Едва выбравшись из толпы, Эсмеральда вырвала свою руку из железной хватки Клода и бесстрастно заявила:
— Не нужно меня тащить, я и сама могу идти!
Клод, однако, даже не обернулся, продолжая молча идти вперед большими шагами. Его черный плащ развевался на ветру.
Эсмеральда не видела, что на ладони Клода, которую она только что отбросила, остались кровавые следы от ногтей.
Викарий, побледнев, в ярости расцарапал руку, когда подумал о Фебе.
Спустя некоторое время, с трудом сдерживая гнев, он процедил сквозь зубы:
— Не отставай!
Он произнес это так быстро, что Эсмеральда не была уверена, послышался ли ей в его голосе плачущий оттенок.
Солнце уже клонилось к закату.
Они остановились перед нишей, где пряталась отшельница.
Как только Эсмеральда приблизилась к этому месту, ее охватили страшные воспоминания. Она инстинктивно попыталась убежать, но Клод, заметив это, снова схватил ее за руку.
— Помогите! — закричала цыганка.
— Не убегай! — рявкнул Клод.
Затем он понизил голос и, словно допрашивая преступницу, медленно и четко произнес:
— В мешочке, который висит у тебя на шее… там красная расшитая туфелька?
Эсмеральда остолбенела.
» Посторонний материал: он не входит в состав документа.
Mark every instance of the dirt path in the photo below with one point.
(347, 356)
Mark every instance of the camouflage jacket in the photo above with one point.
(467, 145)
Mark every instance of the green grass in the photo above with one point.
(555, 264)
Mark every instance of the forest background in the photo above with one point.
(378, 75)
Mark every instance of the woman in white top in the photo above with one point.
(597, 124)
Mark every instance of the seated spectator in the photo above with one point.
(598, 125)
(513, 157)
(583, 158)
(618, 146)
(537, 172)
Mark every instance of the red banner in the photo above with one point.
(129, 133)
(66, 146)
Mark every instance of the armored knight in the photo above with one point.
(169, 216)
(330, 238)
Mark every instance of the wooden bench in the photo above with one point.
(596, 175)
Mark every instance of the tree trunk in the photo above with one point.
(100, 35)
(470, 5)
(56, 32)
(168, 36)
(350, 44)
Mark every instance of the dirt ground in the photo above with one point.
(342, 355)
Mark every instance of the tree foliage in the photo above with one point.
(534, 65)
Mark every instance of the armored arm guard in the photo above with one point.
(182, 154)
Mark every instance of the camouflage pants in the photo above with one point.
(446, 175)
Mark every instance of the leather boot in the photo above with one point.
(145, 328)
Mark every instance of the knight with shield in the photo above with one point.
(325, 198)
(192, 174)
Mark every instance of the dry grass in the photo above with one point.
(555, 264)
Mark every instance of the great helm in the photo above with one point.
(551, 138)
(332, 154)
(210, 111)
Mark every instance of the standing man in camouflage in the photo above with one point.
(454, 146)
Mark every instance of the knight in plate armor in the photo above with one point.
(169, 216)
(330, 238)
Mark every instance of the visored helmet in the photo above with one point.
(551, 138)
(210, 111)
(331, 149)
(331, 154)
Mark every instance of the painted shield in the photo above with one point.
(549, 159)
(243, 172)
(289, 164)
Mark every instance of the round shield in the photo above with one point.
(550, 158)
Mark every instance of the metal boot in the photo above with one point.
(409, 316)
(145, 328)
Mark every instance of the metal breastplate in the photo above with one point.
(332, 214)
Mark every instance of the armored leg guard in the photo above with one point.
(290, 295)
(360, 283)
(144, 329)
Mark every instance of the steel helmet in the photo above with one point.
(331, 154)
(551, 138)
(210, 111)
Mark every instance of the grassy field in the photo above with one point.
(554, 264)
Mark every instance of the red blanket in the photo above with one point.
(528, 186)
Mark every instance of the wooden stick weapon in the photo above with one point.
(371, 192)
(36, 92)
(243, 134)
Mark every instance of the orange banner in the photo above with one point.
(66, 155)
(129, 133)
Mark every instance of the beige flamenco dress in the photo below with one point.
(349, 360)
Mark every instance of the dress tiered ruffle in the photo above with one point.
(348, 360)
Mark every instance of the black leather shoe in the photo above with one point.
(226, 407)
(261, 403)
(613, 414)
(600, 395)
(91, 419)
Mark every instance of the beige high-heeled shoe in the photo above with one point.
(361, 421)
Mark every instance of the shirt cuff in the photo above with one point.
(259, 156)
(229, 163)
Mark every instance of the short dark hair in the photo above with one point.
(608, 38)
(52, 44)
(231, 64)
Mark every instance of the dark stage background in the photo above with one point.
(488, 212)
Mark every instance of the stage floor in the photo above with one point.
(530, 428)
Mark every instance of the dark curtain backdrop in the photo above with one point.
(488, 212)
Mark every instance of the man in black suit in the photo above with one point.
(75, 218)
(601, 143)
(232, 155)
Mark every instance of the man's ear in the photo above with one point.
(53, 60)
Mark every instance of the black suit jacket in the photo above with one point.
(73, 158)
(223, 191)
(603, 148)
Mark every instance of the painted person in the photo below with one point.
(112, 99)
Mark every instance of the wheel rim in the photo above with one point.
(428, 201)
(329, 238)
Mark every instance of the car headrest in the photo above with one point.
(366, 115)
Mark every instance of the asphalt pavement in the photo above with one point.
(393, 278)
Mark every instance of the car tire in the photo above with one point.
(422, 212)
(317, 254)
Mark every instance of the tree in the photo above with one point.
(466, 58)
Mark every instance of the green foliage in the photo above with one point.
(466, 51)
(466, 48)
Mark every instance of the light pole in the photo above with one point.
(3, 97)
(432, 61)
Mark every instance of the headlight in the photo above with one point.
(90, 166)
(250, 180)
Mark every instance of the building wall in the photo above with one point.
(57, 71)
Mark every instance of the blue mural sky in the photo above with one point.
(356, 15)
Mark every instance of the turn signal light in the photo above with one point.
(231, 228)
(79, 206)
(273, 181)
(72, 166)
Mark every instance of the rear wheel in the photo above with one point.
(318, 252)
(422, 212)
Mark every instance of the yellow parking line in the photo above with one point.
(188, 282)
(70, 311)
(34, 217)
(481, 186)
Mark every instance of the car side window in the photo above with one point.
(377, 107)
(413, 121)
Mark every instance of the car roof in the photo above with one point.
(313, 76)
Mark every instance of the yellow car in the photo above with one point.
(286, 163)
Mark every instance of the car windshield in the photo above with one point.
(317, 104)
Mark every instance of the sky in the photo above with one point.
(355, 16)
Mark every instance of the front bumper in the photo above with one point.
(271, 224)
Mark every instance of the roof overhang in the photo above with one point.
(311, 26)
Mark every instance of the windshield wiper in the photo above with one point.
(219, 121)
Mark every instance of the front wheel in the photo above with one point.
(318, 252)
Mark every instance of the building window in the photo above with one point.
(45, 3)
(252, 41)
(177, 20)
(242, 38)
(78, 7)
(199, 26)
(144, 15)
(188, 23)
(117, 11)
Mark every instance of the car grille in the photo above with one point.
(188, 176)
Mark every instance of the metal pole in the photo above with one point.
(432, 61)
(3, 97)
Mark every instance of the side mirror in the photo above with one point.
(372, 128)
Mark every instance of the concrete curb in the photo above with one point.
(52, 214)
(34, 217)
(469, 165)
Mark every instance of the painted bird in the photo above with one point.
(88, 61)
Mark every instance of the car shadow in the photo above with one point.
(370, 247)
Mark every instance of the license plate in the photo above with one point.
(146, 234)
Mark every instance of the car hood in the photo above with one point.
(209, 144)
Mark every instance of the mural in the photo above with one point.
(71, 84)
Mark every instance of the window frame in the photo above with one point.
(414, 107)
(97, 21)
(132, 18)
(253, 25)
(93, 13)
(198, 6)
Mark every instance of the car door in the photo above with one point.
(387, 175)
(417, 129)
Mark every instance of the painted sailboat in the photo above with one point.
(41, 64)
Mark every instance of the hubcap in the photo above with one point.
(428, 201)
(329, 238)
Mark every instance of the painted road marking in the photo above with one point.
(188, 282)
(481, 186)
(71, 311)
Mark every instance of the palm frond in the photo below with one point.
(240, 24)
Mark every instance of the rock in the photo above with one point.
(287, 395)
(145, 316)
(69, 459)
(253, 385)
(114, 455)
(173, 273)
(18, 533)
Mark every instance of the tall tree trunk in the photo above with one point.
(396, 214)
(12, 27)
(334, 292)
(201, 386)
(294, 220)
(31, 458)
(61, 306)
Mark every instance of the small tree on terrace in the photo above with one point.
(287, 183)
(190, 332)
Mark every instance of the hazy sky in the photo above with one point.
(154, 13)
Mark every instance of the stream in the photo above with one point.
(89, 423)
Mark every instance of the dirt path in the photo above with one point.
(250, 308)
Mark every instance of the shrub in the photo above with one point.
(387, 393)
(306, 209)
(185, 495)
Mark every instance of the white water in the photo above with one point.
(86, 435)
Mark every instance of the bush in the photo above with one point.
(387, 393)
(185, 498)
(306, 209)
Она никак не ожидала такого вопроса и от удивления даже потеряла дар речи.
Видя ее реакцию, Клод все понял.
Он крикнул в сторону ниши:
— Гудула!
Отшельница вышла из темного угла. Ее иссохшие руки судорожно сжимали железные прутья решетки, словно она хотела их сломать.
Она сразу увидела Эсмеральду — цыганку, которую так ненавидела, — а затем и викария Клода Фролло, бесстрастно державшего девушку за руку.
Когда перед ней предстали эти два образа — добра и зла, — Гудула окончательно убедилась в своих догадках.
— Ха-ха-ха! — раздался из ниши хриплый смех.
— Святой отец, вы привели эту египтянку, чтобы я могла убить ее, разорвать на части и принести в жертву в отместку?! Спасибо вам! Я всегда говорила, что вы святой человек!
— Ах! — Эсмеральда закрыла лицо руками и задрожала всем телом, не смея смотреть на отшельницу.
— Матушка, успокойтесь, — спокойно произнес Клод, хотя в его голосе слышались странные нотки.
— Успокоиться?! Как я могу успокоиться?! Египтянка! Египтянка! — кричала она в исступлении, и ее пронзительный голос хлестал Эсмеральду, словно кнут.
— У нее на шее мешочек, а в нем — красная туфелька! — крикнул Клод, не желая больше препираться с полубезумной женщиной. — Покажи!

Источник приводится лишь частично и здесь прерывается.